At first glance, one can quickly find similarities with Buddhism. And indeed, Jaume Plensa’s comments seem to confirm it: “They [i.e. the sculptures] always have their eyes closed because what interests me is what is inside this head. As if the spectator, in front of my work, could think that it is a mirror and he could reflect himself, also closing his eyes, trying to understand all the beauty that we keep hidden within us.”

Moreover, Plensa’s forty years of career were celebrated in Barcelona – his native city – through an exposition named Poesía del Silencio (Poetry of Silence) in 2023.

Silence

Introspection, silence: All of this seems to indicate that Jaume Plensa heavily draws his inspiration from Buddhism. Yet, he would not call his work religious.

An interview that Plensa gave to the Spanish national newspaper El País helps us understand better his spiritual background:

“It is clear that there have been many mistakes when it comes to interpreting spirituality because it has been confused with religion, and they have nothing to do with each other. I don’t know who said, ‘I’m an atheist thanks to God’, but I agree with it.

I have always tried to escape from schools, systems and closed religious groups, but the spiritual seems key to me; it is not possible that we only think that we are a bunch of bones and muscles. I like to think that we stay upright by something more than the body and that something is the soul.”

Confusion

There is much to unpack in what Jaume Plensa says. He affirms that spirituality and religion have often been confused. In fact, he says that both have nothing to do with each other.

Yet, his definitions of religion and spirituality remain unclear, let alone his claim that they would have nothing to do with each other.

Plensa may probably not see it that way, but religion is a set of beliefs, a worldview or a pair of glasses through which one looks at all reality. From that perspective, his claim that religion and spirituality have nothing to do with each other is quite confusing. From an epistemological perspective, religion informs everything, including spirituality, whatever that means for Plensa.

Moreover, Jaume Plensa claims to be an atheist. In other words, atheism is his outlook on reality. But atheism is not a non-religion. It is a religious worldview that rejects God as the ultimate reference point.

Perspective

However, this rejection does not mean that the atheist has no reference point from which he guides his life. Plensa’s ultimate reference point is to be found within himself. There we can find beauty, there we can find meaning.

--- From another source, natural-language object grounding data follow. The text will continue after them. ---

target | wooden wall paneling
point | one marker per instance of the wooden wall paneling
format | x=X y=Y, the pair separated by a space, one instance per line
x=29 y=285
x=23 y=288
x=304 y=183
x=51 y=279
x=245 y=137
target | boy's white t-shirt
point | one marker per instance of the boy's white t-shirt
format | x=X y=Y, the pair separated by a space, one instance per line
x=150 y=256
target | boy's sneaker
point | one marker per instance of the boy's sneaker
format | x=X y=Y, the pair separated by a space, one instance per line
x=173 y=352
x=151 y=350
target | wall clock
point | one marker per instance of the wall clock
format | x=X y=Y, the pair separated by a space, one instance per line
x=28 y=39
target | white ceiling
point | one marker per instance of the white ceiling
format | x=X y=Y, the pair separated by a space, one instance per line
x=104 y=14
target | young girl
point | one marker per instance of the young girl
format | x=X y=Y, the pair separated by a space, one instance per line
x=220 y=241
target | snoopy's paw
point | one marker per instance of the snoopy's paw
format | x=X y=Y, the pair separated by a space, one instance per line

The problem is that, from his perspective, there is no way to find out whether there is beauty within man or not. Why would man have a soul, as he claims? Why would he not be more than just bones and muscles?

As it turns out, Plensa’s claims are purely arbitrary and religious. Thus, Julia is a religious work of art, just as the magnificent Almuneda cathedral is. The only difference between the two is that while the latter was informed by Christianity, the former represents the atheistic humanism of which Jaume Plensa is a prominent ambassador.

Enlightenment

The sculpture of Julia is located at the very end of Madrid’s most famous boulevards: The Paseo del Prado and Paseo de Recoletos. If we were to walk from Atocha station, at the other end of the boulevard, towards the Plaza de Colón, we would discover several fountains representing ancient Roman gods, such as Apollo, Neptune or Cybele.

These works of art were commissioned by King Carlos III at the end of the eighteenth century. These marked the clear will to break with the Roman Catholicism that had dominated the city for the past seven centuries.

Carlos III’s attempt to bring back pagan gods at the forefront of Madrid’s landscape was a step that led to the liberal revolution of the nineteenth century. The revolution was grounded in the confident humanistic religion of the Enlightenment, the belief that man was the measure of all things.

But what has this confidence in man led to? Today, two centuries later, we find ourselves at the end of the boulevard, where we can contemplate the closed eyes of Jaume Plensa’s sculpture. Madrid, just like the rest of Europe, is in dire need of a Christian revival. Only such a revival will free man from the humanistic jail in which he is caught.